I have a confession to make: I like hit points as a mechanic. They’re quick to explain, easy to understand, tracking them is effortless, and–since there’s generally no negative consequence to losing hit points until they run out–there’s no death spiral as the player gets hit. Hit points even provide an easy way to pace combat; with knowledge of how quickly the player can remove them, designers can give the opponent just enough hit points to make the fight a satisfying length without turning it into a grind. Designers looking for simple, readily tunable combat systems can find hit points to be just what they need.
There is, however, a right way and a wrong way to implement them. Ironically, the Star Wars: Knights of the Old Republic series has done both.
Hit points done right: hit points working in tandem with the fiction
Two important things happen in this clip. Keep one eye on the lightsabers, and the other on Juhani’s health bar.
One of the fundamental rules of Star Wars combat, as it’s demonstrated in the films, is that getting cut by a lightsaber is incredibly bad. Just by nicking Darth Vader’s arm, Luke made the Dark Lord of the Sith cry out; whenever someone really got chopped, the fight ended right then and there. Being struck by a lightsaber is devastating.

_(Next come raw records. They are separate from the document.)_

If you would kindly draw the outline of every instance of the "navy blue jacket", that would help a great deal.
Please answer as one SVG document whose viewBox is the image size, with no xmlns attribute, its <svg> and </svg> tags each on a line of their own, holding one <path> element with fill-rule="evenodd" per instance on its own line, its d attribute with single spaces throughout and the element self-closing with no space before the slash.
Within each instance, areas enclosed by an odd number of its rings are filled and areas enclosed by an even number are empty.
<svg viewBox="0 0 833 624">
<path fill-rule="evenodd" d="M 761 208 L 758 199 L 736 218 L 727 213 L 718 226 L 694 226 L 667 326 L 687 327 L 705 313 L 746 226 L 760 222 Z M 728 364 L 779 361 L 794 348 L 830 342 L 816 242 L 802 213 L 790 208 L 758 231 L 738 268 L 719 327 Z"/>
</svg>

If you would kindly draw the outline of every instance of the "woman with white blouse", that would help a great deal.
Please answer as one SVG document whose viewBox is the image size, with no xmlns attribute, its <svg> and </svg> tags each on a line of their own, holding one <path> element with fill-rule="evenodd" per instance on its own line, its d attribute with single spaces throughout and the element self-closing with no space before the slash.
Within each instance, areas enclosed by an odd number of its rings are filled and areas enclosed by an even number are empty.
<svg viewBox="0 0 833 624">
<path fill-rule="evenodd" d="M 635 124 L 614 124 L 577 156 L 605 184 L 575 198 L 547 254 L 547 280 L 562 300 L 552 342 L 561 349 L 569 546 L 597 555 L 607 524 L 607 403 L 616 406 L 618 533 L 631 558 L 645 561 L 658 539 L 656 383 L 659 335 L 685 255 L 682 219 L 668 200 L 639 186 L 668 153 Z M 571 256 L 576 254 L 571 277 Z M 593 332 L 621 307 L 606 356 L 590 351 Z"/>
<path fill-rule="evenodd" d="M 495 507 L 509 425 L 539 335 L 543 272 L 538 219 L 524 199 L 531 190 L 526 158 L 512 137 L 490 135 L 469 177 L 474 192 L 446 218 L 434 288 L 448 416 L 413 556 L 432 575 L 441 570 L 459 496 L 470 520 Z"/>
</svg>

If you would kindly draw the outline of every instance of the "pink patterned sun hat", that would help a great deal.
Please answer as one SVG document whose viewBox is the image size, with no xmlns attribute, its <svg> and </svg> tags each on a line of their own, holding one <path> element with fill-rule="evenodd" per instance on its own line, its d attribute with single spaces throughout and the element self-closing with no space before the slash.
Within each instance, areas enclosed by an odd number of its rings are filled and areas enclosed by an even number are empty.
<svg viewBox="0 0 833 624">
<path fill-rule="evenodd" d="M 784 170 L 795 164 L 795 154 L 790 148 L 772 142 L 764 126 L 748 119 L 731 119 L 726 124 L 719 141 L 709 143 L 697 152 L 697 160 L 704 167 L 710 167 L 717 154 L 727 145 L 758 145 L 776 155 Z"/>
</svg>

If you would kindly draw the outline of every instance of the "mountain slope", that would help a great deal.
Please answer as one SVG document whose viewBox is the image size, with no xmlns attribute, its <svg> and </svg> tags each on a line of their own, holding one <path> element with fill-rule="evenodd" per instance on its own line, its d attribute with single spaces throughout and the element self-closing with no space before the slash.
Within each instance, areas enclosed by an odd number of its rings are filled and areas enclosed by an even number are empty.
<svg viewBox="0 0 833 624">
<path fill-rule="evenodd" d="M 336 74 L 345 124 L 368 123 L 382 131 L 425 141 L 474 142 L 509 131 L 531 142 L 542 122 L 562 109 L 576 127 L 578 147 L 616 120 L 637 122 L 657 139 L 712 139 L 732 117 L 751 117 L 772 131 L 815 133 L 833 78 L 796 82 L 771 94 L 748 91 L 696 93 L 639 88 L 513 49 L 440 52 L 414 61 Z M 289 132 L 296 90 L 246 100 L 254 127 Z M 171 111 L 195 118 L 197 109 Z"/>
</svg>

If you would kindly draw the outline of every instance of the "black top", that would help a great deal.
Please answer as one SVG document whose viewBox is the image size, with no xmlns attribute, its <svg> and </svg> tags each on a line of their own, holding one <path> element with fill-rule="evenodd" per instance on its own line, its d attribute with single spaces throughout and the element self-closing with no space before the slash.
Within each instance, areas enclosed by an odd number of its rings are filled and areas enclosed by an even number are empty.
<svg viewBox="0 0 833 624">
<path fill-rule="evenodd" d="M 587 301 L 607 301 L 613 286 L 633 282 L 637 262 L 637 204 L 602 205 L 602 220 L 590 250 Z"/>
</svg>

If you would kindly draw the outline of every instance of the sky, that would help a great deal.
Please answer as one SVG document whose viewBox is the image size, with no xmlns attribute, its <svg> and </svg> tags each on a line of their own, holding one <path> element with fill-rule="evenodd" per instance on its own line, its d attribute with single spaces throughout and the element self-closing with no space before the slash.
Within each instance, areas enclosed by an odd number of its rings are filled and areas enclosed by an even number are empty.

That creates a problem for game designers trying to fit Star Wars combat into the hit point mold. If any hit from a lightsaber instantly reduces the opponent to zero hit points, fights will be brief and potentially anticlimactic. On the other hand, making lightsaber blows less serious detracts from the game’s immersiveness.
(At this point one might conclude that the solution is “use a combat system not based on hit points.” That would be a reasonable road to go down. Let’s assume, however, that the game’s design is such that the benefits of a hit point system outweigh its flaws.)
KOTOR’s designers escaped their dilemma by making the game’s hit points more about endurance than about health, and then matching the animations to that understanding. Juhani loses hit points in the video as she parries the player’s attacks, but she doesn’t get hit; the player never lands the big chop that every Star Wars fan knows would be instantly fatal. The hit point system is deployed in a way that makes sense within the game’s fiction.
In fact, KOTOR’s designers went beyond merely solving problems with hit points; they used the hit point system enhance the story. Juhani concedes the duel with some hit points left. Since KOTOR players learn early on that zero hit points equals death, stopping the fight before that point clearly signals that this battle has reached an unexpected non-lethal conclusion. The player blinks and has to reorient just like the player’s character has to check his or her lightsaber swing.
This, then, is how hit points are done right. Implemented in accordance with the game’s theme, and used imaginatively to get emotional responses from the player, hit points become a seamless part of KOTOR’s overall Star Wars experience.
Hit points done wrong: a mechanism in a vacuum
Compare the previous clip to this one:
This fight is nothing but big chops, with the occasional tremendous lunge thrown in. Each and every move should instantly fell the opponent . . . but instead the battle goes on and on, the players shrugging off lightsaber blows as though they were hitting each other with foam swords.
Hit points, implemented in this way, are nothing but a technical measure of progress. They add nothing to the immersion; to the contrary, they undermine it by allowing the players to keep fighting long after the rules of the fictional universe would permit. In a role-playing game that’s all about losing oneself in a story, that is a cardinal sin.
Don’t catch yourself on your double-bladed lightsaber
In the end, hit points are like a hammer: useful when employed thoughtfully, damaging when applied incorrectly. When incorporating them into a game, give due consideration to how they can be implemented so that they are both mechanically effective and thematically appropriate. KOTOR proves that it can be done . . . and that it’s important to get it right.